The office staff repeatedly told Mr. Volkov that the deposition was cancelled and that he needed to return to the waiting room and / or leave. Mr. Volkov allegedly refused and insisted upon a letter stating the deposition had been cancelled.
Ms. Hansen then personally confronted Mr. Volkov and told him he needed to leave the office. She escorted him out to the waiting room and opened the door for him to leave. He then took out his cell phone to record the conversation, but ultimately left.
After he left, Ms. Hansen locked the office door and called 911.
Ms. Hansen then filed the request for a civil restraining order against Mr. Volkov. At the hearing, Mr. Volkov explained that he personally served all documents in the case rather than using an attorney service.
Ms. Hansen also explained that she had cancelled the deposition of Mr. Volkov’s client the day prior and notified Mr. Volkov of this because of objections made by him to the deposition notice and advised him that she would instead file a motion to compel the deposition of his client.
Mr. Volkov explained that in response to this, he thought he needed to show up with his client for the deposition at Ms. Hansen’s office the following day and so he did.
Mr. Volkov appealed the order to the California Court of Appeal for the Second Appellate District, in Los Angeles, arguing in part that all of the conduct upon which the trial court judge (Christyne Byrd) based its finding of harassment was constitutionally protected activity (litigation-related emails and his appearance at Hansen’s office for his client’s deposition) and that there was insufficient evidence that his actions, to the extend not constitutionally protected, were directed at Hansen, caused Hansen substantial emotional distress, or would cause a reasonable person substantial emotional distress as required to support issuance of a restraining order.
The Second Appellate District agreed with Mr. Volkov. While it agreed with Ms. Hansen that Mr. Volkov’s arrival at the office despite knowing the deposition was cancelled was improper, but found that the evidence offered against Mr. Volkov was insufficient to support the restraining order with the ‘high probability demanded by the clear and convincing standard of proof.” See Conservatorship of O.B. (2020) 9 Cal. 5th 989, 1005.

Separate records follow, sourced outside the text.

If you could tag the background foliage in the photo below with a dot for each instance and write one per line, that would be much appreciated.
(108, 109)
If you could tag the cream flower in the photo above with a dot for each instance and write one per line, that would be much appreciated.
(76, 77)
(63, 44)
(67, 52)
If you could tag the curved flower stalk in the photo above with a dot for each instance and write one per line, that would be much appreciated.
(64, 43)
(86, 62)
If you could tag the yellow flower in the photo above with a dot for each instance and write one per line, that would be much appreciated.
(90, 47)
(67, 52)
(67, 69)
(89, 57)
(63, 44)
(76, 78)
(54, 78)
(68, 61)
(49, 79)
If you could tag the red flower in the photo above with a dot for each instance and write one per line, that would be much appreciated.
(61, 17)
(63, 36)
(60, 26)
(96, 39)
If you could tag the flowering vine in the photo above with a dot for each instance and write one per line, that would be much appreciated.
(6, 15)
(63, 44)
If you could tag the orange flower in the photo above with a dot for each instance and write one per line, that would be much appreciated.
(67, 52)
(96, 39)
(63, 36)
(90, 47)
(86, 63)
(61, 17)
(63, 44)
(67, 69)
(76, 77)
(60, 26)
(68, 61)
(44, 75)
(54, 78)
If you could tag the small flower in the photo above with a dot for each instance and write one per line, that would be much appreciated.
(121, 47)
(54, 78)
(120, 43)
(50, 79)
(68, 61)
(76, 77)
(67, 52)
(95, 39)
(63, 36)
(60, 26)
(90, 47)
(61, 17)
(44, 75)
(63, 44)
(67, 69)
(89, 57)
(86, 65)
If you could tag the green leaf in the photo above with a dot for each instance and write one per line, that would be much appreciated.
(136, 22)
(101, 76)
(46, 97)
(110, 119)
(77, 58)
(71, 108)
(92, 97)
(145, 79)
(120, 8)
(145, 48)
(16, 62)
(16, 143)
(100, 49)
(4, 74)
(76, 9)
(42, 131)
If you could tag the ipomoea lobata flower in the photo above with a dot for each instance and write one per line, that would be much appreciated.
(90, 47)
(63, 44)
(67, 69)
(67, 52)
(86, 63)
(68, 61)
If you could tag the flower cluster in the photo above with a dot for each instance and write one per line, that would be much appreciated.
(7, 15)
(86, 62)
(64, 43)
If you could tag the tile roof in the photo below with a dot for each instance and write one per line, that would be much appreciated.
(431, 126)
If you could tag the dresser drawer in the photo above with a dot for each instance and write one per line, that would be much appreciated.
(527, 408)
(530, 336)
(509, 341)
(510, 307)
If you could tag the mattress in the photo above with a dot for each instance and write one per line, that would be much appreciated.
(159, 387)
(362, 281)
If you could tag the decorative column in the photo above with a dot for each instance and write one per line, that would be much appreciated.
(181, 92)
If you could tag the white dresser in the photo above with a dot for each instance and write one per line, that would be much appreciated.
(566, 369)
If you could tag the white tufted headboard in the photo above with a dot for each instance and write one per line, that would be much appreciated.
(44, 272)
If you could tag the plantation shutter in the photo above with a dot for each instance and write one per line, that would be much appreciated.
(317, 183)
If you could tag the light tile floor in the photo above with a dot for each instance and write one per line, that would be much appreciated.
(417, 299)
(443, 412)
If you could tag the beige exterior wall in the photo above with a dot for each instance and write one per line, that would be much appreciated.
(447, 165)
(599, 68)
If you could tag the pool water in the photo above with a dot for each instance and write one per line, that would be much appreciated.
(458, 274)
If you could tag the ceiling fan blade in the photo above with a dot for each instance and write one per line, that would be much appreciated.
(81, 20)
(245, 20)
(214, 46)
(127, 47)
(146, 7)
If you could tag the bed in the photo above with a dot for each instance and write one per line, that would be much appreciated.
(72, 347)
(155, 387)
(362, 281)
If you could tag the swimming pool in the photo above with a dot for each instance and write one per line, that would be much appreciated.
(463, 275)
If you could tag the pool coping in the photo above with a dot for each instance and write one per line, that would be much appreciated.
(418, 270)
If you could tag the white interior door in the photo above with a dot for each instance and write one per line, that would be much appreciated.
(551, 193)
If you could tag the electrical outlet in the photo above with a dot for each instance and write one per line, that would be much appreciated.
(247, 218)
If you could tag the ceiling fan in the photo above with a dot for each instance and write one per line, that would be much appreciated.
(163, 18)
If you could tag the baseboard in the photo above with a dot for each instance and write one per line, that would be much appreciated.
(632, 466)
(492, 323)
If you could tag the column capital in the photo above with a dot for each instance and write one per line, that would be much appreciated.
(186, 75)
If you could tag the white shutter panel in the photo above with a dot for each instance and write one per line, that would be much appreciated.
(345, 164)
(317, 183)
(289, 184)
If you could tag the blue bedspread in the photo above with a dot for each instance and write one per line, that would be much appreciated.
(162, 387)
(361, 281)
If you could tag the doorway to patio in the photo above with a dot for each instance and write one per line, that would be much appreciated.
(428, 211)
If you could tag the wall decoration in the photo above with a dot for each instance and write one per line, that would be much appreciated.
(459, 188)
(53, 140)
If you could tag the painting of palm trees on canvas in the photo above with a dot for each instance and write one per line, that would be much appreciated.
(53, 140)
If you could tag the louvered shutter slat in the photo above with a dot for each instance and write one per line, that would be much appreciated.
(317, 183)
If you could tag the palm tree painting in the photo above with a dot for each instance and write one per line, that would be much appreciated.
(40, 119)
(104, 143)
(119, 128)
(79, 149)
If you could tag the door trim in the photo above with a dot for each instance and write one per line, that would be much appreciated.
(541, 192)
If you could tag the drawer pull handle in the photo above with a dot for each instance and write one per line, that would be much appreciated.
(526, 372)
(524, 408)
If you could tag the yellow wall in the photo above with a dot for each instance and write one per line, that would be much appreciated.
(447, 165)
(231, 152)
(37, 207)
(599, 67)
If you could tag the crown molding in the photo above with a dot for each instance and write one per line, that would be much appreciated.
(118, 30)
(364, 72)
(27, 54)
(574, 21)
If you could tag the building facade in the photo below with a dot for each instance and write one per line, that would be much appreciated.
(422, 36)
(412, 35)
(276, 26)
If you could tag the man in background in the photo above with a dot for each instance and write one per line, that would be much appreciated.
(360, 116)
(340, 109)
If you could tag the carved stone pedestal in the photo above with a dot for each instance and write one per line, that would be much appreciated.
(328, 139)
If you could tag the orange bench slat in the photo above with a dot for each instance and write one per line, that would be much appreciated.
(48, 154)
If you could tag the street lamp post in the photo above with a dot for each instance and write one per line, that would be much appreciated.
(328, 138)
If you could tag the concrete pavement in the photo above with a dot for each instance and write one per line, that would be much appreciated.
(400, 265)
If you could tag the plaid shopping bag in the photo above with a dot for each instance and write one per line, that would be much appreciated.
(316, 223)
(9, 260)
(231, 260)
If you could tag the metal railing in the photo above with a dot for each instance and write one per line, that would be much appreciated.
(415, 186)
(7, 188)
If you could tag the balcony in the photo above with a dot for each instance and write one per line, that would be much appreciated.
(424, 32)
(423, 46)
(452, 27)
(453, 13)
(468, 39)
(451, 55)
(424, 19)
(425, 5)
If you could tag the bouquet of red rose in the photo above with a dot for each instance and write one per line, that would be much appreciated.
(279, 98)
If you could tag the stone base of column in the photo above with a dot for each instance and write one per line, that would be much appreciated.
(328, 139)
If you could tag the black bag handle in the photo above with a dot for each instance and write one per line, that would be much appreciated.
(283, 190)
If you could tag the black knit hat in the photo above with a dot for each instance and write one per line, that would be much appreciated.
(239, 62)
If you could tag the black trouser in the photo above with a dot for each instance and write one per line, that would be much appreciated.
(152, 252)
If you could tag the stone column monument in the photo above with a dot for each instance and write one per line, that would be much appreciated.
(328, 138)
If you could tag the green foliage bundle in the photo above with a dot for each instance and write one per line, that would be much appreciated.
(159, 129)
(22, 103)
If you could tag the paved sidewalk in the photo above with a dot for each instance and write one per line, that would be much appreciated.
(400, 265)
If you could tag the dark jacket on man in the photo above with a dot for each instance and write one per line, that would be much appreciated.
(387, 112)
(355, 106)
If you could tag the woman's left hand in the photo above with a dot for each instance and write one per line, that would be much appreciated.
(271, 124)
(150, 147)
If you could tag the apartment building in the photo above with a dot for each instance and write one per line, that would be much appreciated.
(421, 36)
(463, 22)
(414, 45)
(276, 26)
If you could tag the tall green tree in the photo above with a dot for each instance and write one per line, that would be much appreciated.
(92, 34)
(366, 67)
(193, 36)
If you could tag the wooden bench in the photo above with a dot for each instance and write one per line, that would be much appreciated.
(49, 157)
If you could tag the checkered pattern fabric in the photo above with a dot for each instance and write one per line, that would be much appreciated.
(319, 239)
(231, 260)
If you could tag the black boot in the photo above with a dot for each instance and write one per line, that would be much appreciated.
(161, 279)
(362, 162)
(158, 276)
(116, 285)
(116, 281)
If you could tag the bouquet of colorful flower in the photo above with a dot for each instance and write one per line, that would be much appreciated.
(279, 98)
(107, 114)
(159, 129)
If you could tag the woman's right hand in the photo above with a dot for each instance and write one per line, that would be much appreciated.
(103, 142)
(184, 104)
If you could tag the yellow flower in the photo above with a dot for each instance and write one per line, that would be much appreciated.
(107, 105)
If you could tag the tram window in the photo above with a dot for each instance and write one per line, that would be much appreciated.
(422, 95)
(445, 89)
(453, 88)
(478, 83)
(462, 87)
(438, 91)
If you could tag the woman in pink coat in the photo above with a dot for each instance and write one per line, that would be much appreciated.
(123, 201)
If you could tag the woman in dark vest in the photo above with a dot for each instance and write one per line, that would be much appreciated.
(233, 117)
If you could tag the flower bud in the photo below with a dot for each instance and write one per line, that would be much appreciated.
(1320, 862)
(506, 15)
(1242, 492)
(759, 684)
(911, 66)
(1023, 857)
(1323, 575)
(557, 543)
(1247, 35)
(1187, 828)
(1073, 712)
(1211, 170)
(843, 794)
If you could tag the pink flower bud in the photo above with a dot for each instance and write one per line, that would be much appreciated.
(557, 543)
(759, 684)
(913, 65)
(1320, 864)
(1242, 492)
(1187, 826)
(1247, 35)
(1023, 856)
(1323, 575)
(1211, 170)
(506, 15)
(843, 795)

The appellate court further noted that “severe emotional distress” in the context of a civil restraining order means highly unpleasant mental suffering or anguish “from socially unacceptable conduct [citation], which entails intense, enduring and nontrivial emotional distress that ‘no reasonable [person] in a civilized society should be expected to endure.” Schid v. Rubin (1991) 232 Cal. App. 3d 755, 762-763; accord California Judges Benchguide, Benchguide 20, Orders Prohibiting Civil Harassment and Workplace / Postsecondary School Violence (CJER 2016) § 20.6 [Definitions] , pp. 20-7 to 20-8.
Here, Ms. Hansen said she felt sick to her stomach and scared that Mr. Volkov would not leave, but the Second Appellate District held this was “far from establishing that Mr. Volkov’s conduct, however offensive or annoying it may have been, caused . . . her to suffer intense, enduring and nontrivial emotional distress.”
Moreover, it noted, a single incident is insufficient to meet the definition of a course of conduct. Leydon v. Alexander (1989) 212 Cal. App. 3d 1, 4; accord Brekke v. Wills (2005) 125 Cal. App. 4th 1400, 1412; California Judges Benchguide, Benchguide 20, Orders Prohibiting Civil Harassment and Workplace / Postsecondary School Violence (CJER 2016) § 20.6 at p. 20-7.